I lost touch with God for almost five years after my Dad passed away unexpectedly. I was fifteen and had expected to wake up on Friday morning to go to school, but instead had to come to terms that my family of three was now a family of two.
My parents raised me in the Catholic church and sent me to Catholic schools from Kindergarten until my high school graduation, so I was raised with a strong faith in God. When I lost my Dad the first and only thing I thought to do was pray. I remember asking God to stop my pain and to let me go back to a normal sophomore year of high school. I spent my study halls in my high school’s chapel crying and looking for answers, but I never felt better. After awhile I felt as if God had completely abandoned me. The church I grew up in never felt like a home or a community of people that I could lean on in a time of need, so I decided to stop attending church and I stopped praying.
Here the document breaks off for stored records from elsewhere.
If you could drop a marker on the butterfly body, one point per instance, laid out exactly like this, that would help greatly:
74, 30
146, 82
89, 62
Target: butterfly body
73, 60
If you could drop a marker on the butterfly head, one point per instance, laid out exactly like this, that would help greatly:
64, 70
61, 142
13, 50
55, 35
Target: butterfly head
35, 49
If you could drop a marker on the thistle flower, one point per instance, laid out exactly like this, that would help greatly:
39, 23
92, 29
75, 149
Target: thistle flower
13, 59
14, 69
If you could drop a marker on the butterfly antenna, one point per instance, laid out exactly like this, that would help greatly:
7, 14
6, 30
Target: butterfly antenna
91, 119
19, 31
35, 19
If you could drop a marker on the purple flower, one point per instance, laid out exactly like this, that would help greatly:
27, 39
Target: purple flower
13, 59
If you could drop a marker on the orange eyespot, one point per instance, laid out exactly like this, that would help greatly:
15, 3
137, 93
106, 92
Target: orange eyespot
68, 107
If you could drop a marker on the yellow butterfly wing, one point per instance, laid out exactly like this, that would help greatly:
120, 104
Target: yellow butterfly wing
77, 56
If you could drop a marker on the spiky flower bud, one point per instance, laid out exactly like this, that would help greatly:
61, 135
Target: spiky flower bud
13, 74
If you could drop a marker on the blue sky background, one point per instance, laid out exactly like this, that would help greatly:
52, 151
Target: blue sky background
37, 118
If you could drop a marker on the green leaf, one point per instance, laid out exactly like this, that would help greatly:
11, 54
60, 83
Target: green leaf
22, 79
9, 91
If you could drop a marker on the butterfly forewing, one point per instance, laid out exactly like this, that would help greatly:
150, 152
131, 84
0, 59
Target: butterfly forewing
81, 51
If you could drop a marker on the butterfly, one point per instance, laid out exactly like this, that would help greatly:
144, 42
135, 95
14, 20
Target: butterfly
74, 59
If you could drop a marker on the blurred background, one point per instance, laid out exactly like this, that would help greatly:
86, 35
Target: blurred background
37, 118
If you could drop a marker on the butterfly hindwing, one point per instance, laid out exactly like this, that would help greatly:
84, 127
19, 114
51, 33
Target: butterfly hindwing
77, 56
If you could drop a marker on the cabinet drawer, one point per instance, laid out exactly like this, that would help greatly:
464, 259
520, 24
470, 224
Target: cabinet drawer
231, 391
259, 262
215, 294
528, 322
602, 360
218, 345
I hated talking about my faith for the rest of my Catholic high school experience. God was my enemy in every sense. He took my Dad from me, he caused me pain, and he abandoned me in my time of need. I never planned on going back to church until about a year ago I had another unfortunate life event take place where the only place I felt I could turn was God. I knew my previous church was somewhere I felt uncomfortable and unwelcomed, so I asked around and decided to try a non-denominational church in the Rockford area. Walking into a new church was intimidating, but everyone was welcoming and made me feel comfortable in a new environment. I started attending regularly and praying a little more each day until I felt like I had formed a brand new relationship with God.
Coming into a non-denominational church, they focused a lot more on reading the bible outside of church time. I thought this was absolute insanity considering I spent so much time reading the bible in grade school, but I decided to try it and see what I could get out of it. One day while I was reading, two words stood out to me, “Jesus wept” (John 11:35). Just those few words made me realize that in Jesus’s time of need, even when he was weeping, God was there. God may not have changed his circumstances or helped him, but he was there. God knows where we are going in life and knows that we need to go through rough water to get there. He is weeping for us and a long with us. I selfishly never saw that God never abandoned me. He loved me through my triumphs, through my tears, and even through my defiance in him.
Church was something that was always really important to my Dad, so adding that back into my life has not only made me feel closer to God, but closer to my Dad. I’m not perfect and I forget to go to church and I forget to read scripture, but it’s comforting to know that I always have a loving Father waiting for me with open arms every Sunday.